Hopkins-Forschung kann Asthmatikern einen „Seufzer“der Erleichterung bringen

Hopkins-Forschung kann Asthmatikern einen „Seufzer“der Erleichterung bringen
Hopkins-Forschung kann Asthmatikern einen „Seufzer“der Erleichterung bringen
Anonim

Seit mehreren Jahren wissen Forscher, dass tiefe Atemzüge den Lungen gesunder Menschen zugute kommen, indem sie verengte Atemwege öffnen. Jetzt haben Johns-Hopkins-Forscher entdeckt, dass tiefe Atemzüge auch Schutz bieten, indem sie verhindern, dass sich die Atemwege überhaupt schließen. Die Ergebnisse könnten zu einem echten Seufzer der Erleichterung und neuen Behandlungsmethoden für Asthmatiker führen.

"Das Verständnis der Schutzwirkung des Seufzens kann uns in Zukunft therapeutische Optionen für Asthmatiker eröffnen", sagt Alkis Togias, M.D., außerordentlicher Professor für klinische Immunologie und leitender Prüfarzt der Studie, die in der August-Ausgabe von erscheint das Journal of Applied Physiology.

Seit Jahren verwenden Wissenschaftler das Medikament Methacholin, um Asthma zu untersuchen, weil es die Atemwege verengt und Keuchen bei Asthmatikern verursacht, aber nicht bei gesunden Menschen. Dann, im Jahr 1995, entdeckten Hopkins-Forscher, dass, wenn Menschen mit gesunder Lungenfunktion vor der Inhalation des Medikaments nur flach atmeten, sich ihre Lungen eher wie die von Asthmatikern verhielten und das Atmen schwierig war. Mit weiteren Studien fanden die Forscher heraus, dass tiefe Atemzüge helfen, die Atemwege zu öffnen, nachdem sie sich geschlossen haben.

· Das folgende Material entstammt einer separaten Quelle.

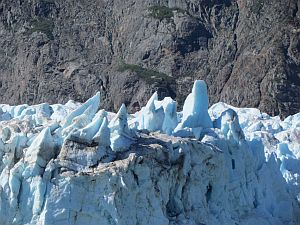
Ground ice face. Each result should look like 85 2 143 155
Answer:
0 81 300 225
109 104 135 152
174 80 213 139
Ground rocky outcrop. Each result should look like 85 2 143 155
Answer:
0 0 300 116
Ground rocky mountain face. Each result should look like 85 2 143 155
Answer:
0 0 300 117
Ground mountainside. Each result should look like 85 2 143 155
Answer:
0 0 300 117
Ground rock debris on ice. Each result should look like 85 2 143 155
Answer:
0 80 300 225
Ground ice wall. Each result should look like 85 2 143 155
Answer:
0 81 300 225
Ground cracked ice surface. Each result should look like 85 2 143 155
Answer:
0 81 300 225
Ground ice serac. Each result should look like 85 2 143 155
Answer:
0 81 300 225
138 92 164 132
109 104 136 152
174 80 213 139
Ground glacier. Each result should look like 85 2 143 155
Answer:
0 80 300 225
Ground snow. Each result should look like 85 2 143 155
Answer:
0 80 300 225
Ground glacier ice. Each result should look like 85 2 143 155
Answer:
0 80 300 225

Um zu untersuchen, ob tiefes Atmen andere schützende Wirkungen haben könnte, setzten Togias und seine Kollegen neun gesunde Freiwillige und acht Asthmatiker Methacholin aus. Zunächst wurden die Freiwilligen gebeten, vor der Einnahme des Medikaments 20 Minuten lang nicht tief zu inhalieren. Dann maßen die Ermittler die Offenheit der Atemwege, indem sie die Freiwilligen in einen Schlauch atmen ließen und die Geschwindigkeit und Menge der ausgeatmeten Luft maßen. Der Test wurde dann wiederholt, aber dieses Mal wurden die Freiwilligen angewiesen, fünf tiefe Atemzüge zu nehmen, bevor sie das Medikament inhalierten.

Während tiefes Atmen die Offenheit der Atemwege bei Asthmatikern nicht beeinträchtigte, reduzierte es die Nebenwirkungen von Methacholin bei gesunden Personen um 85 Prozent. „Vor dieser Studie wussten wir, dass tiefe Atemzüge dabei helfen, die Atemwege zu öffnen, nachdem sie sich geschlossen haben“, sagt Togias. "Jetzt wissen wir, dass tiefe Atemzüge die Atemwege davor schützen, sich überhaupt zu verschließen."

Die Wissenschaftler spekulieren, dass tiefe Atemzüge das Lungengewebe dehnen können, was dann zur Freisetzung einer schützenden Chemikalie führt, die die Atemwege offen hält. "Wenn wir herausfinden könnten, was diese Substanz war, könnten wir sie Asthmatikern vielleicht über ein Medikament zur Verfügung stellen", sagt Togias.